Lebanon, with its history of wars and the continuous assaults from Israel, was the perfect ground for the formation of a fighting and resistance culture. Meanwhile, the fight with Israel and Lebanon constantly in danger of being attacked were the perfect excuse allowing Hezbollah to extend its presence everywhere in Lebanon (even in northern regions – with no Shiite population and no border with Israel), using its special phone network and becoming allies with its former competitive and opposing groups. At the same time, the one financially supporting Hezbollah’s programs in Lebanon was Iran, for example in paying millions of dollars to Michel Aoun (Hezbollah’s Christian ally) to start a big satellite network called Orange TV, and other massive assistance to similar groups.

What happened at this stage was a change of relation between father and son. If Hezbollah’s policies were decided in Tehran before and the group was a mere executioner, now the page had turned and it was Hezbollah that made all the decisions. Contrary to common beliefs, all the decisions are now made in Beirut and it is always Hezbollah that has the final word, Iran being only a financial and logistical support. The group’s connection to Iran is predefined at all levels and starts with the Islamic Revolutionary Guards and the office of Iran’s Supreme Leader. That means if there would a problem between Hezbollah and Iranian institutions and organizations, it would be the Supreme Leader’s office that will facilitate and take care of everything.
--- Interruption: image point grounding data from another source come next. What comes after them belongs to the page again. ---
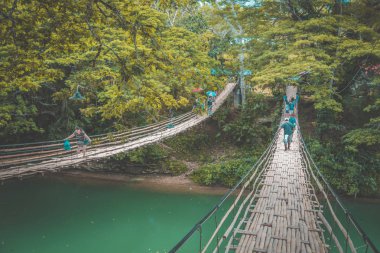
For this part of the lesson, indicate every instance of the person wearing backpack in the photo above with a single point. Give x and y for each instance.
(288, 132)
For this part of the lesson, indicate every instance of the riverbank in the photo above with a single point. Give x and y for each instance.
(159, 183)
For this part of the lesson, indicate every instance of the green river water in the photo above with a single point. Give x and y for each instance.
(53, 215)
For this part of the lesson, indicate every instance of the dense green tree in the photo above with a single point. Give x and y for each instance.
(131, 62)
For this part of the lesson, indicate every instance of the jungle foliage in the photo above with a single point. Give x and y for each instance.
(133, 61)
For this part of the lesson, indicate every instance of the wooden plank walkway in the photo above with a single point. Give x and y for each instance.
(55, 164)
(282, 215)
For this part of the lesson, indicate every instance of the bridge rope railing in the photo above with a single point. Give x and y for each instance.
(35, 154)
(337, 230)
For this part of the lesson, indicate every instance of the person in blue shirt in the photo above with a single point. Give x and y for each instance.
(288, 132)
(286, 104)
(82, 140)
(291, 106)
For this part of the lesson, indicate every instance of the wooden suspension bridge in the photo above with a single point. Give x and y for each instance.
(283, 204)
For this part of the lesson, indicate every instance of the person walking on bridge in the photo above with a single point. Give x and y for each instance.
(292, 104)
(288, 132)
(82, 140)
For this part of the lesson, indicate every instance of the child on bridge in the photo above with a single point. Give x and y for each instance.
(82, 140)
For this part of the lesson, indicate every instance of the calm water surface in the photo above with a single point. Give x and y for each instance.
(52, 215)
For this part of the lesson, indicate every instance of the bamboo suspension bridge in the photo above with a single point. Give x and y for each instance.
(283, 204)
(17, 161)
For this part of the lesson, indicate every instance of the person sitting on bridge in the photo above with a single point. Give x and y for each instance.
(286, 104)
(82, 140)
(288, 132)
(291, 106)
(293, 120)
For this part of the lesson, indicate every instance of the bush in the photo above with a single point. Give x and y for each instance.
(174, 167)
Therefore, Lebanon clearly is an exception in Iranian foreign policies. It is not the Iranian foreign ministry who makes decisions when it comes to Lebanon, but Iran’s relation (as an independent state) to the country is being dictated by a Lebanese party/organization, Hezbollah. Whenever it comes to sending off an Iranian ambassador to Beirut, it is the group that has to confirm and approve of the choice. The Iranian ambassador to Lebanon is officially a member of Hezbollah and the Lebanese ambassador in Tehran is also officially a member of Hezbollah. In the same way, the Iranian ambassador (being the official representative of the Iranian president) is not even a part of Hezbollah’s central and deciding core, but is merely a member of their political office.
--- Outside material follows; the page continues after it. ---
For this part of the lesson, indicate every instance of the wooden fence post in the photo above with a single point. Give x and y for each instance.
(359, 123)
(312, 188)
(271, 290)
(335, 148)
The Supreme Leader is the main decision-maker when it comes to three things: first the relations with the US and second the nuclear program. The third is Lebanon. He personally sets Iran’s policies towards the country and he lets Hezbollah make all the decisions. The fact that Sayyid Hassan Nasrallah (the Secretary General of the group) is ayatollah Khamenei’s official representative in Lebanon can help understanding the kind of relation between Hezobllah and Iran.

Another example shows this kind of strange relationship. During Hezbollah’s conflicts with the Lebanese government in 2009 (which resulted in a sit-in of the group in central Beirut from October 2006 to June 2008 and the eventual seize of the capital), Iranian foreign minister Manouchehr Mottaki was sent to Beirut. This trip was very important because there were talks of ending the conflict and on the other hand there was the possibility of Lebanon’s nomination to become a member of the United Nation’s Security Council. The Iranian embassy in Beirut made the announcement in a rush, but then Hezbollah showed disapproval of this journey, because the foreign minister was bound to have a meeting with Fouad Siniora, and such a meeting wasn’t in the interests of the group in that time. Iran became a laughing stock in Lebanese media, needing permission from Hezbollah for its foreign minister to travel to Lebanon.

How Hezbollah’s decisions are dictated to Iran, who makes up the body of this organization and the kind of Iranian financial aid to the group are some other important aspects in better understanding this party-government that will follow in future articles.